To maintain a standard formula and cut scope for differences on valuation methods, fair value has been defined as the “estimated realisable value of the assets of the corporate debtor, if they were to be exchanged on the insolvency commencement date between a willing buyer and a willing seller in an arm’s length transaction, after proper marketing and where the parties had acted knowledgeably, prudently and without compulsion”. Similarly, liquidation value means “estimated realisable value of the assets of the corporate debtor, if the corporate debtor were to be liquidated on the insolvency commencement date”.
The amendments suggest after the receipt of resolution plans, the resolution professional will provide both the fair and the liquidation value to each member of the committee of creditors (CoC) in electronic form, on receiving a confidentiality undertaking. The resolution professional and registered valuers will also maintain confidentiality of the fair value and the liquidation value. The resolution professional will also issue an invitation, including the evaluation matrix, to the prospective resolution applicants. “He may modify the invitation as well as the evaluation matrix. However, the prospective resolution applicant shall get at least 30 days from the issue of invitation or modification thereof, whichever is later, to submit resolution plans. Similarly, he will get at least 15 days from the issue of evaluation matrix or modification thereof, whichever is later, to submit resolution plans,” the IBBI said. The IBBI said a resolution plan will provide for the measures to maximise the value of the assets of the stressed company. “These may include reduction in the amount payable to the creditors, extension of a maturity date or a change in interest rate or other terms of a debt due from the corporate debtor, change in portfolio of goods or services produced or rendered by the corporate debtor, and change in technology used by the corporate debtor.”
The resolution professional will also submit the resolution plan approved by the committee of creditors to the National Company Law Tribunal at least 15 days before the expiry of the maximum period permitted for the completion of the corporate insolvency resolution process (six months with a provision to extend it by three months with the approval of the adjudicating authority). Manoj Kumar, partner and head (M&A and Insolvency Resolution Services) at consultancy firm Corporate Professionals Capital, said the changes would bring clarity in the resolution plans invitation as well as approval process. “The approval of evaluation matrix by CoC beforehand and intimating the same to prospective resolution applicants would reduce the scope of litigation at later stage by the bidders whose applications are rejected. Format of invitation of bids from resolution applicants and timelines are also defined now, which would make the process much more systemic.”
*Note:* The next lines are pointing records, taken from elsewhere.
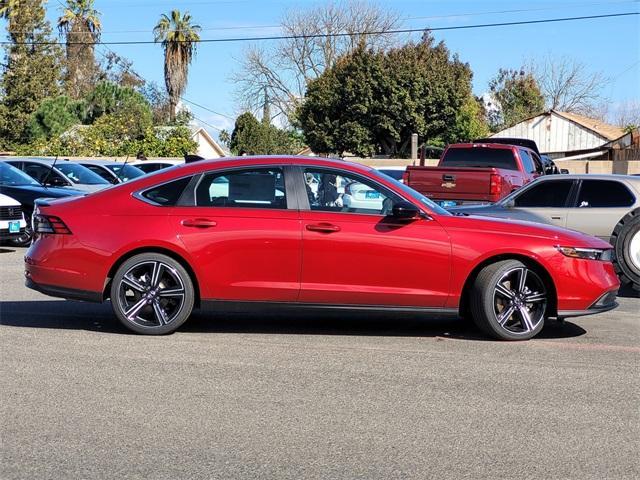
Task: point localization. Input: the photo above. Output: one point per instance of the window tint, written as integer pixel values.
(545, 194)
(479, 157)
(604, 193)
(328, 191)
(527, 162)
(99, 171)
(254, 188)
(167, 194)
(42, 173)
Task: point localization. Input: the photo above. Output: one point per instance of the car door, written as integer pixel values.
(354, 253)
(242, 229)
(599, 206)
(545, 201)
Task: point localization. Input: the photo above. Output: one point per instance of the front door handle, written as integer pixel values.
(199, 223)
(323, 227)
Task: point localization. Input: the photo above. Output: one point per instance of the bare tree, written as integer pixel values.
(316, 40)
(627, 115)
(568, 86)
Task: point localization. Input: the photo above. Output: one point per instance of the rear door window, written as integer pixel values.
(247, 188)
(549, 194)
(479, 157)
(604, 193)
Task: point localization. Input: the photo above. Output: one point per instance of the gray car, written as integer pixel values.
(64, 174)
(606, 206)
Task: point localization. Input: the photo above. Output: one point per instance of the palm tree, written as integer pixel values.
(179, 39)
(81, 25)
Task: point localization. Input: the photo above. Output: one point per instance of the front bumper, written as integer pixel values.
(62, 292)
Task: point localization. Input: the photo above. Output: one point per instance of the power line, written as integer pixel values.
(429, 17)
(345, 34)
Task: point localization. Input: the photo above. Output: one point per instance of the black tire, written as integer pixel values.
(627, 268)
(506, 305)
(152, 294)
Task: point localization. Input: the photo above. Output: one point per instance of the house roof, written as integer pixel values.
(610, 132)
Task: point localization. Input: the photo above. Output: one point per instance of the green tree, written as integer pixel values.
(55, 116)
(371, 102)
(31, 70)
(80, 23)
(107, 98)
(251, 137)
(179, 38)
(470, 122)
(517, 96)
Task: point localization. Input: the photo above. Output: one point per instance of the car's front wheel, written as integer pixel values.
(509, 301)
(152, 294)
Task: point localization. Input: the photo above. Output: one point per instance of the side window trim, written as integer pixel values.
(282, 167)
(304, 200)
(621, 184)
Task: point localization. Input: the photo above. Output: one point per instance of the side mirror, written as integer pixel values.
(405, 211)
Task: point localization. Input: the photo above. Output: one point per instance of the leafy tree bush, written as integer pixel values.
(371, 102)
(55, 116)
(251, 137)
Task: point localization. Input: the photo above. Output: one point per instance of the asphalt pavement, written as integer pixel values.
(308, 396)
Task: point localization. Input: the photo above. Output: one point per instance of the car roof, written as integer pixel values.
(589, 176)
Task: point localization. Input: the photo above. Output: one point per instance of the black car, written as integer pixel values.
(26, 190)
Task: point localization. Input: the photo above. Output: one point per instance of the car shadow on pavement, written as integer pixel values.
(72, 315)
(627, 291)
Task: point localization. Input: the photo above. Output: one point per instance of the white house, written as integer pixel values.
(561, 134)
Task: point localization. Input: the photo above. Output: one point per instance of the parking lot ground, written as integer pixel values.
(340, 396)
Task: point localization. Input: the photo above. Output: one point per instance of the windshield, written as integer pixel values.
(79, 174)
(410, 192)
(125, 172)
(11, 176)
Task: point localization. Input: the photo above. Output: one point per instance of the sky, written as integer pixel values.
(610, 46)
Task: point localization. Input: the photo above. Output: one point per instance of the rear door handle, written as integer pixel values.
(199, 223)
(323, 227)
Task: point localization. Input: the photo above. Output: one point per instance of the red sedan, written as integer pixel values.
(307, 232)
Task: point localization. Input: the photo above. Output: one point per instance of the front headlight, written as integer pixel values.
(602, 254)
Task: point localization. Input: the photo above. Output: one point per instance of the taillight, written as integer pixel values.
(496, 184)
(49, 224)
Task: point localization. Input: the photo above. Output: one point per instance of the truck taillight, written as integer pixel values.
(495, 184)
(49, 224)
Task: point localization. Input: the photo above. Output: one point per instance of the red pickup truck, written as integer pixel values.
(475, 173)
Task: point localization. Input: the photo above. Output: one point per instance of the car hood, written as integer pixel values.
(84, 187)
(507, 228)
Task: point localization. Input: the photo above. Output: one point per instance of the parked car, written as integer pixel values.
(606, 206)
(20, 186)
(12, 223)
(112, 171)
(150, 166)
(63, 173)
(475, 173)
(394, 172)
(161, 248)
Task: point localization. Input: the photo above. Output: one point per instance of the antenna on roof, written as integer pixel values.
(46, 177)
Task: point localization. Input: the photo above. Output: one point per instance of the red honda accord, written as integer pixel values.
(307, 232)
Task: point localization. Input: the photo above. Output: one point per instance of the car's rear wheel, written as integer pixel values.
(626, 241)
(152, 294)
(509, 301)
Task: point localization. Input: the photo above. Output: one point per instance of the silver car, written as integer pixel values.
(63, 174)
(606, 206)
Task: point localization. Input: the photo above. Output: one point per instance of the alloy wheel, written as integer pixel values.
(151, 294)
(520, 301)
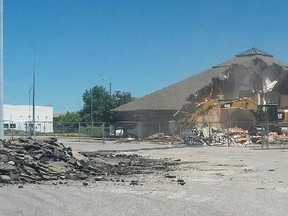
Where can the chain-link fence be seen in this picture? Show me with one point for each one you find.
(14, 129)
(226, 133)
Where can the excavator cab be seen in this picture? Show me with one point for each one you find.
(267, 113)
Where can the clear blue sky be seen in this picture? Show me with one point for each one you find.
(138, 45)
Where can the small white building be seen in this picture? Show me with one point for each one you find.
(20, 117)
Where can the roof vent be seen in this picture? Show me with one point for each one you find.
(253, 51)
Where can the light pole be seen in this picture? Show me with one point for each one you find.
(1, 73)
(91, 107)
(110, 86)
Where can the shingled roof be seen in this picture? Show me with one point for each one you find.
(173, 97)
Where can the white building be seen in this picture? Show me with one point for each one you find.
(20, 117)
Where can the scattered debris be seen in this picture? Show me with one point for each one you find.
(231, 137)
(181, 181)
(32, 161)
(134, 182)
(162, 138)
(170, 176)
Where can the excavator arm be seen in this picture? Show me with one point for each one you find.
(213, 104)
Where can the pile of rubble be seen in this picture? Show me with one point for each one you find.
(26, 160)
(232, 137)
(163, 138)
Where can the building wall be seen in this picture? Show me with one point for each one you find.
(19, 117)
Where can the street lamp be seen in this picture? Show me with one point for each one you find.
(110, 85)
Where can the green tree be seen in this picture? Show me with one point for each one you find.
(70, 119)
(97, 103)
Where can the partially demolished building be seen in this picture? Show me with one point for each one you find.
(254, 74)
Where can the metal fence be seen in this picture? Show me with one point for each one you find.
(226, 133)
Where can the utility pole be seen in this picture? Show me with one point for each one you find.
(91, 107)
(110, 88)
(1, 74)
(33, 99)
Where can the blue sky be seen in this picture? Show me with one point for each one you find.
(139, 46)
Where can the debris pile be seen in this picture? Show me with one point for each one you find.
(32, 161)
(233, 137)
(163, 138)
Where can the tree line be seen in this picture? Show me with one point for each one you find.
(97, 103)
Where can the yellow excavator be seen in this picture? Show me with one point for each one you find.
(268, 113)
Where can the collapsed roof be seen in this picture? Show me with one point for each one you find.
(250, 71)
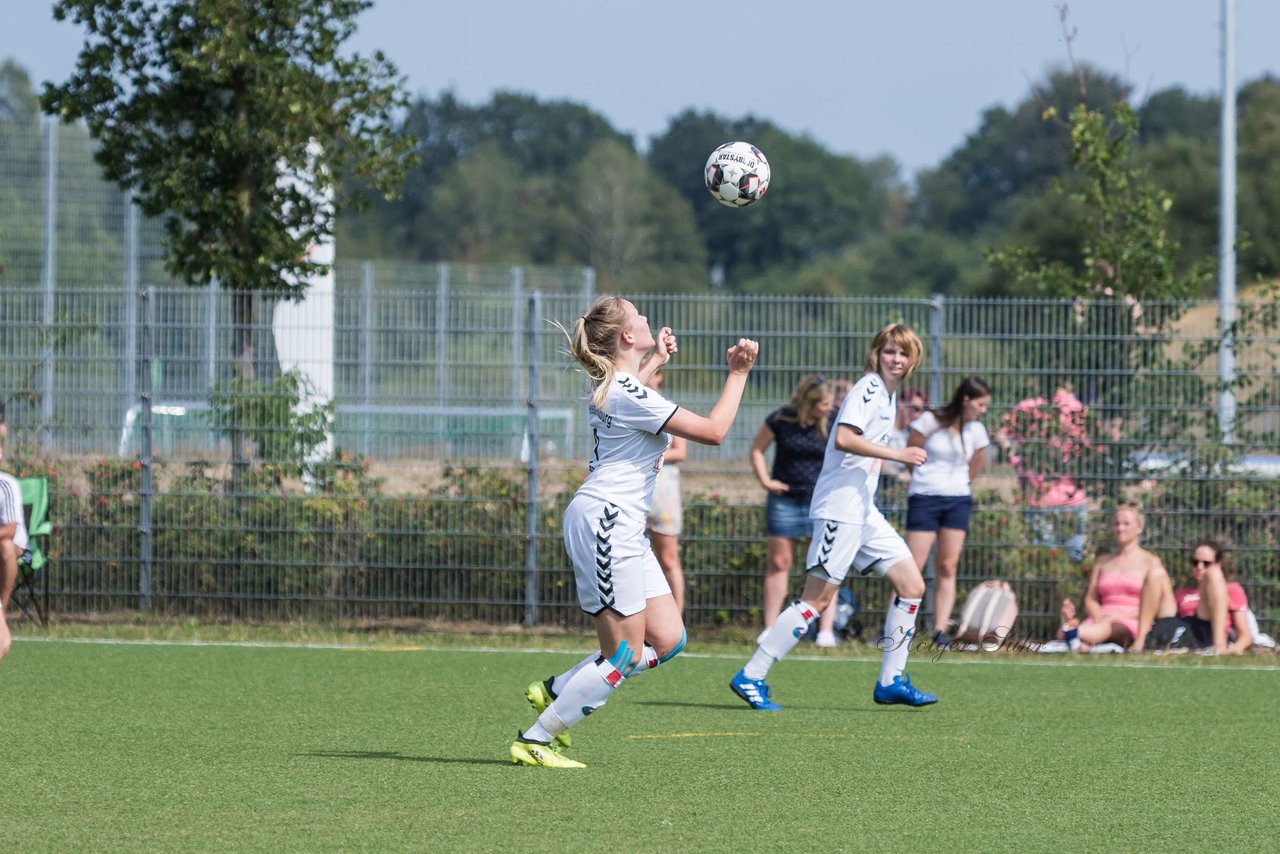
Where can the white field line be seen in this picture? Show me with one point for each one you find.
(951, 658)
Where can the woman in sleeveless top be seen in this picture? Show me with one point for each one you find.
(1128, 590)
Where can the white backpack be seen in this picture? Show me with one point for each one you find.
(988, 615)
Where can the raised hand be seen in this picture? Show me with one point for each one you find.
(741, 356)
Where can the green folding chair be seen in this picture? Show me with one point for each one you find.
(35, 561)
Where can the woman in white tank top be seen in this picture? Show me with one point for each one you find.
(940, 496)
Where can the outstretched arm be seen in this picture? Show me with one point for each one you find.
(714, 427)
(763, 439)
(851, 441)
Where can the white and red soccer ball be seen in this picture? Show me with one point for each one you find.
(737, 174)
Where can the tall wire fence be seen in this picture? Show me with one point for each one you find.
(457, 429)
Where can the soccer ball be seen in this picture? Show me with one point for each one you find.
(737, 174)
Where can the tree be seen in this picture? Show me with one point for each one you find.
(1010, 154)
(206, 110)
(818, 204)
(543, 141)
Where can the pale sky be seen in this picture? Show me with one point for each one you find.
(909, 78)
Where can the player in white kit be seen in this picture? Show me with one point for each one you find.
(849, 530)
(617, 576)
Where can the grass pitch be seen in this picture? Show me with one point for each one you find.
(289, 748)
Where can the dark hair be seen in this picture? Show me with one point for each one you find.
(808, 394)
(970, 387)
(594, 342)
(1219, 553)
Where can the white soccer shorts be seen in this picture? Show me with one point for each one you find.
(872, 548)
(613, 565)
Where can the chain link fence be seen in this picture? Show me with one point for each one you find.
(456, 432)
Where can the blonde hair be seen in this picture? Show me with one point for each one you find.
(808, 394)
(1136, 508)
(904, 337)
(594, 342)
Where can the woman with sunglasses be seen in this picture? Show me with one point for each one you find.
(940, 496)
(1215, 608)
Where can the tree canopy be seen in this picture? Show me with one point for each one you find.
(206, 112)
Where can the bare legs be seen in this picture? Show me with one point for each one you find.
(947, 560)
(8, 578)
(666, 548)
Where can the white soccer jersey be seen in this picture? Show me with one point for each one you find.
(629, 444)
(846, 485)
(10, 508)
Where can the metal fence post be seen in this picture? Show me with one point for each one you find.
(366, 350)
(531, 512)
(50, 277)
(937, 334)
(517, 325)
(145, 493)
(131, 307)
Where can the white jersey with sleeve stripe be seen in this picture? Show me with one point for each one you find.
(846, 485)
(627, 446)
(946, 473)
(10, 508)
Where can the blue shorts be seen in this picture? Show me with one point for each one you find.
(787, 516)
(931, 512)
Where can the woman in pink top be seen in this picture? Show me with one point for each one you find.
(1128, 590)
(1215, 607)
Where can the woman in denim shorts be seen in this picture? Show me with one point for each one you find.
(940, 496)
(800, 432)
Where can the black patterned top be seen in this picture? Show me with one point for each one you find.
(798, 457)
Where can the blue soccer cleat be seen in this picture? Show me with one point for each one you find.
(901, 692)
(753, 692)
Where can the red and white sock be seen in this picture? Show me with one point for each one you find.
(899, 631)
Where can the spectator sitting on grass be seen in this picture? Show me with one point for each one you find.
(1128, 592)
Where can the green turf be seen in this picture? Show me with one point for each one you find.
(287, 748)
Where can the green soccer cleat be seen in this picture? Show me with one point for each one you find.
(539, 695)
(534, 753)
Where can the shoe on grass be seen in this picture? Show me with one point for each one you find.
(539, 695)
(901, 692)
(535, 753)
(753, 692)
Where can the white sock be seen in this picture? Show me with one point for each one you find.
(899, 630)
(584, 693)
(558, 683)
(786, 633)
(648, 661)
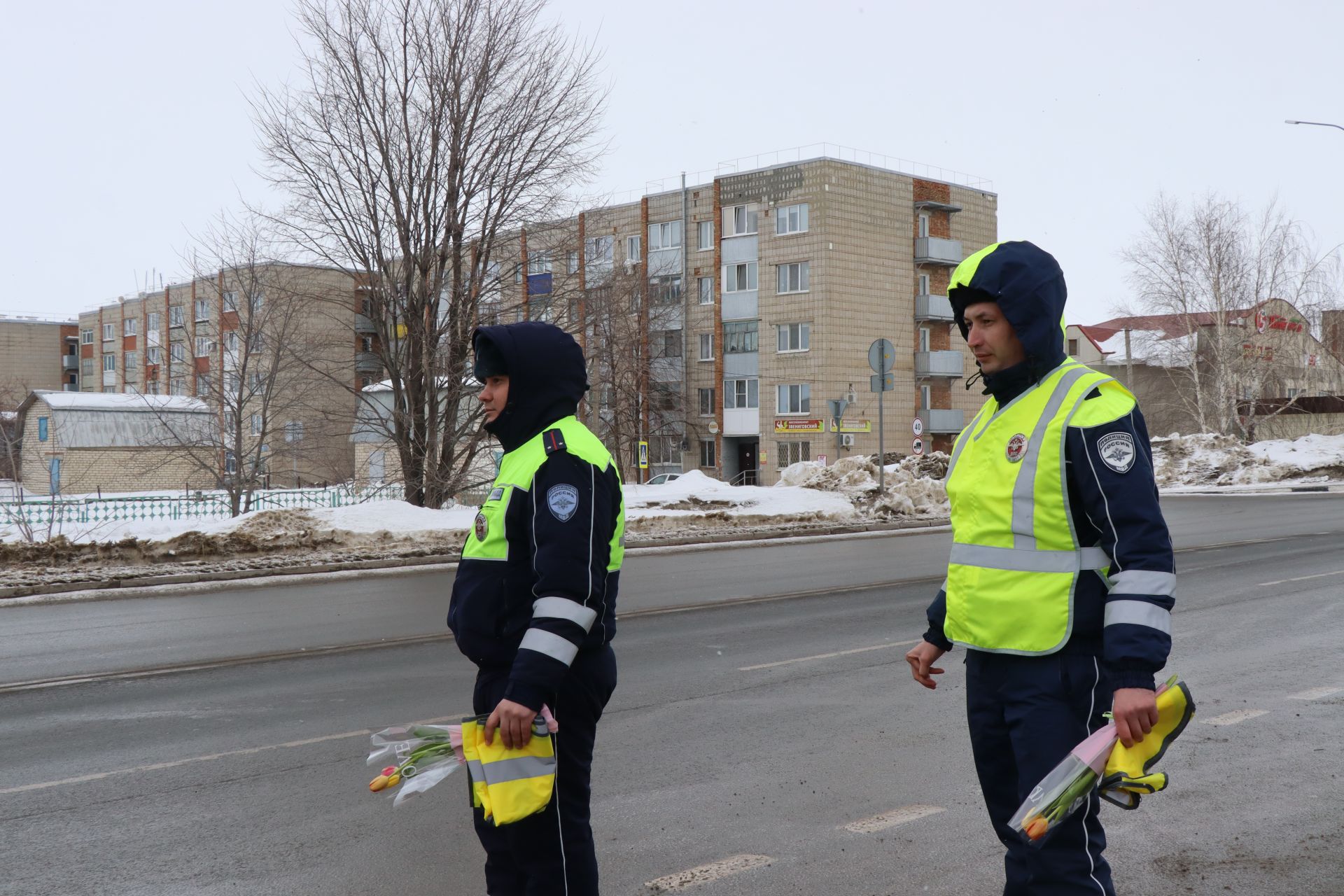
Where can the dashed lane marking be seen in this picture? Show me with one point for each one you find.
(827, 656)
(891, 818)
(706, 874)
(227, 754)
(1234, 716)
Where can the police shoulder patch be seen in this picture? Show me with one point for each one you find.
(564, 500)
(1117, 450)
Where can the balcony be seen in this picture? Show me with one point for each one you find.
(936, 250)
(939, 365)
(933, 308)
(941, 421)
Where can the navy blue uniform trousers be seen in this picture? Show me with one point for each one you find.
(553, 850)
(1026, 713)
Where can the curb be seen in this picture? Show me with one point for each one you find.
(108, 589)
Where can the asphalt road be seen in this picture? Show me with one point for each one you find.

“The amendments have addressed many unaddressed issues, including timelines with respect to submission of resolution plan, mode and manner of inviting resolution plans, confidentially to be maintained,” said Manoj K Singh, founding partner at Singh & Associates. Also, the CoC will now have to specify the amount they will be paying out towards insolvency cost, operational creditors and dissenting financial creditors at the time of approving a resolution plan, he added.